If I were to ask if your database load profile is good, bad, or ugly, how would you reply? If you are unsure about how to answer that, you are not alone. There are a lot of factors that come into play—one of the biggest being, “Compared to what?”
Most people would agree that having a historic baseline or profile of database activity is important. So, let’s move beyond that and get into why it’s important and what we can do with those historic datapoints.
We keep historical performance data or baselines to detect when the behavior deviates from what’s normal. What we’re talking about now is anomaly detection or variances. If presented in the right manner, it would be easy to identify anomalies by viewing a human-friendly graph or chart (though this would be subjective depending on the observer and tolerances). However, I don’t believe any of us want to sit in front of our monitor waiting for an anomaly to occur. We’d want to programmatically detect it and get a notification. This is where it starts to get fun.

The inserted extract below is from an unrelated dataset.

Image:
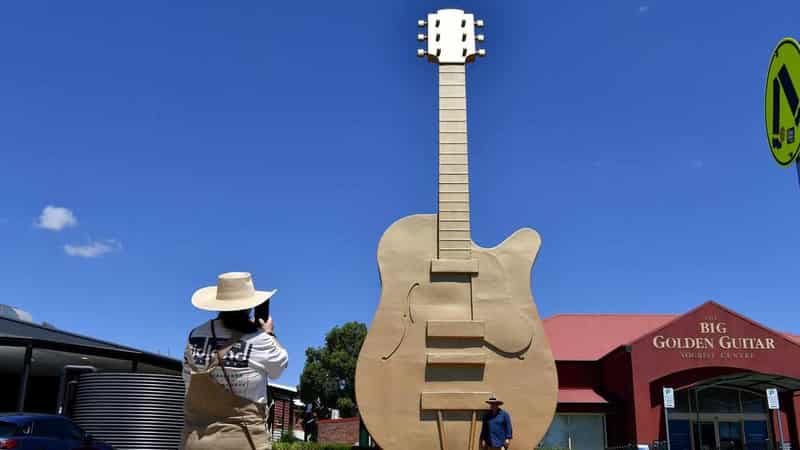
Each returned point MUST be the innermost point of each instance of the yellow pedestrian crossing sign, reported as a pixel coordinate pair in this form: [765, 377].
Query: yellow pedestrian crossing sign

Thus far, there’s probably a consensus on all of these thoughts. Let’s introduce some controversy: the mathematical model that will raise the alarm. Using statistics, there are two popular methods for detecting anomalies: standard deviation and percentiles.
Think of a bell curve. How datapoints vary from the mean directly affects standard deviation. If you have wildly fluctuating datapoints, the standard deviations will be larger. With tightly grouped datapoints, your standard deviations will be smaller. This means that if the datapoints are all over the place or skewed to the outside, using standard deviation will be less sensitive. If datapoints are more tightly grouped, standard deviations shrink and become more sensitive. In terms of anomaly detection, think of standard deviation as establishing a threshold that will trigger when a datapoint varies too far from the average. Note: Extreme datapoints can skew the average unless discarded.
Think of percentiles as buckets we can throw datapoints into. Take all of your datapoints and divide them into four equal buckets by value (lowest, lower, higher, and highest). Each bucket should have the same number of datapoints. We now have our percentiles.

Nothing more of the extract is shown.